The next step is to pull the required models from the terminal as described above using the pull command:
ollama pull mistral
ollama pull llama2
ollama pull vicuna
In the last step, open the notebook and choose the kernel using the ollama Python environment (in line with the name set on the devcontainer.json file).
Alternatively, a more robust way is to use the official Ollama docker image.
From this point, after launching the Ollama serve and pulling the models, you can open Python and run selected model. For example, this is the Mistral model in action:
Python 3.10.13 (main, Sep 11 2023, 13:18:45) [GCC 11.2.0] on linux
Type "help", "copyright", "credits" or "license" for more information.
>>> import ollama
>>> response = ollama.chat(model='mistral', messages=[
... {
... 'role': 'user',
... 'content': 'Why is the sky blue?',
... },
... ])
ontent'])
>>> print(response['message']['content'])
The color of the sky appears blue due to a process called Rayleigh scattering.
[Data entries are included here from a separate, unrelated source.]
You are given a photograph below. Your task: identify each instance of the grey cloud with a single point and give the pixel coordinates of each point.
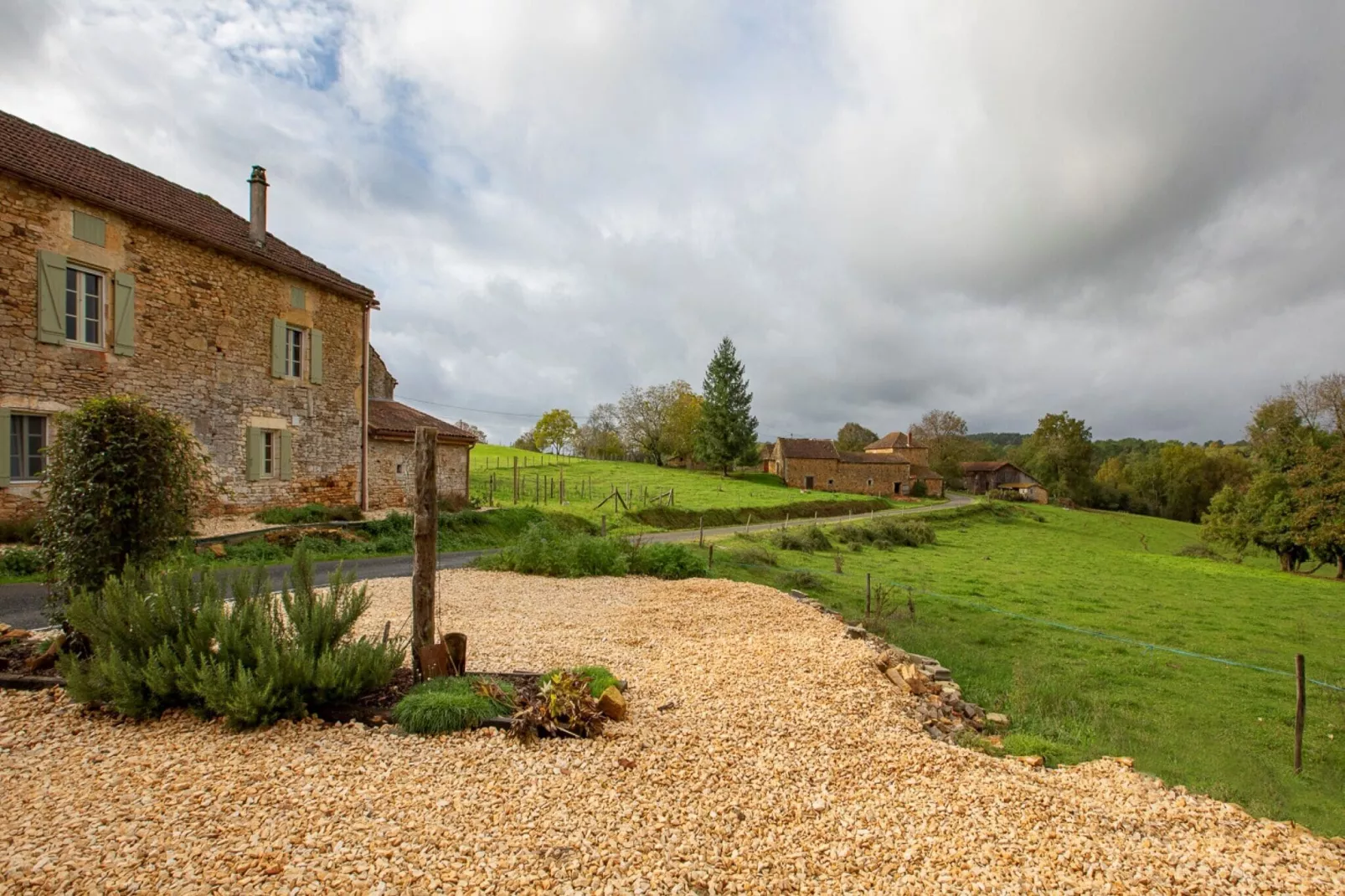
(1133, 212)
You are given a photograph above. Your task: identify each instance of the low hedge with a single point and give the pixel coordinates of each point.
(679, 518)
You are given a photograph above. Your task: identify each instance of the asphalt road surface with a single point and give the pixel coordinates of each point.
(22, 605)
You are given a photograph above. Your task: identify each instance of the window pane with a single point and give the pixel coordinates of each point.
(93, 307)
(15, 447)
(71, 303)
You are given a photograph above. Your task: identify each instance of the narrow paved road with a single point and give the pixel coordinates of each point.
(22, 605)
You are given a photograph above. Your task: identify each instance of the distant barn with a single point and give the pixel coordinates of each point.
(979, 476)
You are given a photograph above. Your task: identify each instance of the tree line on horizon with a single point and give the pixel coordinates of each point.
(663, 423)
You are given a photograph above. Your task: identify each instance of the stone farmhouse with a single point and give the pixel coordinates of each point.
(889, 467)
(981, 476)
(117, 281)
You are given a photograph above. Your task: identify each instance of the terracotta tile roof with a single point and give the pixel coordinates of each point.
(894, 440)
(860, 458)
(809, 448)
(985, 466)
(393, 419)
(44, 157)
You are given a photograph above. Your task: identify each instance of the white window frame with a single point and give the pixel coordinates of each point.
(295, 366)
(270, 454)
(81, 310)
(22, 455)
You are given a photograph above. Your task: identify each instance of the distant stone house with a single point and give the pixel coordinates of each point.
(817, 465)
(981, 476)
(392, 437)
(901, 444)
(117, 281)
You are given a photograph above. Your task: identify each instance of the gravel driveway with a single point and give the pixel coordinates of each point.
(785, 765)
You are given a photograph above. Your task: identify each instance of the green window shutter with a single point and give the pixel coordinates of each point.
(253, 454)
(4, 445)
(51, 299)
(284, 454)
(90, 229)
(124, 314)
(277, 348)
(315, 358)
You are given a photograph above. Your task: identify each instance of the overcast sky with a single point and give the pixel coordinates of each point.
(1134, 212)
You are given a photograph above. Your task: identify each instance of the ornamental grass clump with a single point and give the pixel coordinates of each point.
(443, 705)
(167, 641)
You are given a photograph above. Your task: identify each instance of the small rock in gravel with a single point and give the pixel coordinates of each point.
(612, 704)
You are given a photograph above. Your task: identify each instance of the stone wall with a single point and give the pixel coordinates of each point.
(856, 478)
(392, 471)
(202, 330)
(872, 479)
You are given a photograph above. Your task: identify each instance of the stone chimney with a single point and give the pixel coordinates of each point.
(257, 219)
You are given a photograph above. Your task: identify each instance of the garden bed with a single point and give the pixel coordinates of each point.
(375, 708)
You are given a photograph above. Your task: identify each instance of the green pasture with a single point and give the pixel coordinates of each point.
(1219, 729)
(588, 481)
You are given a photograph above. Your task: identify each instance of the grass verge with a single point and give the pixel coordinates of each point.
(1218, 729)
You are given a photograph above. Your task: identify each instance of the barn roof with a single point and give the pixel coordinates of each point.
(987, 466)
(861, 458)
(394, 420)
(809, 448)
(80, 171)
(894, 440)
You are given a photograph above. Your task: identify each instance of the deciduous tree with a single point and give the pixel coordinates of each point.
(554, 430)
(946, 435)
(600, 435)
(646, 417)
(728, 430)
(1059, 454)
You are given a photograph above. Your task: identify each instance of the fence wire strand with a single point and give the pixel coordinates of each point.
(1052, 623)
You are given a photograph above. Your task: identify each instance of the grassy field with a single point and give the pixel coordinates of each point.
(1218, 729)
(588, 481)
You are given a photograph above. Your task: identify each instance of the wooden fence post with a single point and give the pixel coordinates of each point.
(425, 533)
(1301, 712)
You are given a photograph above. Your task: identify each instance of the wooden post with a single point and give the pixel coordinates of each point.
(1300, 714)
(425, 533)
(455, 643)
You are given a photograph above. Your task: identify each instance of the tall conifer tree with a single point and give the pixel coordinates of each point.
(728, 430)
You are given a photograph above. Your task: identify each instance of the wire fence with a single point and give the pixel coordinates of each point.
(1051, 623)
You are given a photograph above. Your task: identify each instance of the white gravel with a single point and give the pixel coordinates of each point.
(786, 765)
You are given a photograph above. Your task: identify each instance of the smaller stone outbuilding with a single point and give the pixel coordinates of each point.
(981, 476)
(392, 463)
(816, 465)
(392, 441)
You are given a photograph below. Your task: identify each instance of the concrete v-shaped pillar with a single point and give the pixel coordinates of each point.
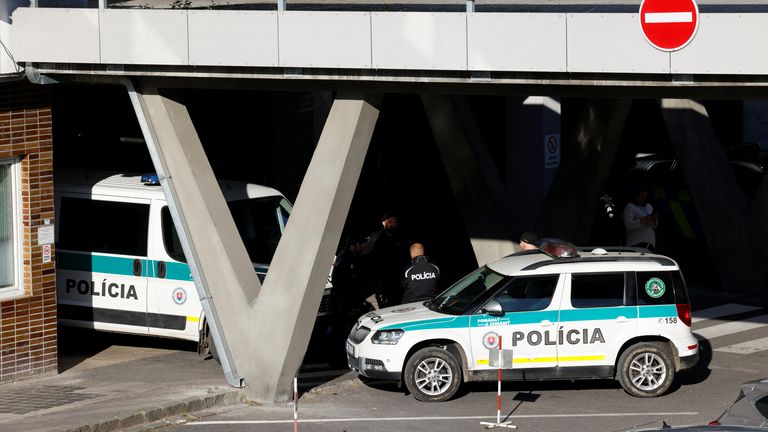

As sunlight reaches Earth's atmosphere, it interacts with different gases and particles in the air. Blue light has a shorter wavelength and gets scattered more easily than other colors, such as red or yellow, because it travels in smaller, shorter waves. This scattering of blue light is what makes the sky appear blue during a clear day. However, at sunrise and sunset, the sky can take on hues of pink, orange, and red due to the longer wavelengths of light being scattered more effectively by the atmosphere.
- Ollama website - https://ollama.ai/
- Ollama source code - https://github.com/ollama
- Ollama Python and JS release notes - https://ollama.ai/blog/python-javascript-libraries
- Mistral LLM - https://huggingface.co/mistralai/Mistral-7B-v0.1
- Llama2 LLM - https://huggingface.co/meta-llama
- Vicuna LLM - https://huggingface.co/lmsys
- A Dockerized Python Development Environment Template - https://github.com/RamiKrispin/vscode-python-template
- Setting a Dockerized Python environment - https://medium.com/p/de2400c4812b
This tutorial is licensed under a Creative Commons Attribution-NonCommercial-ShareAlike 4.0 International License.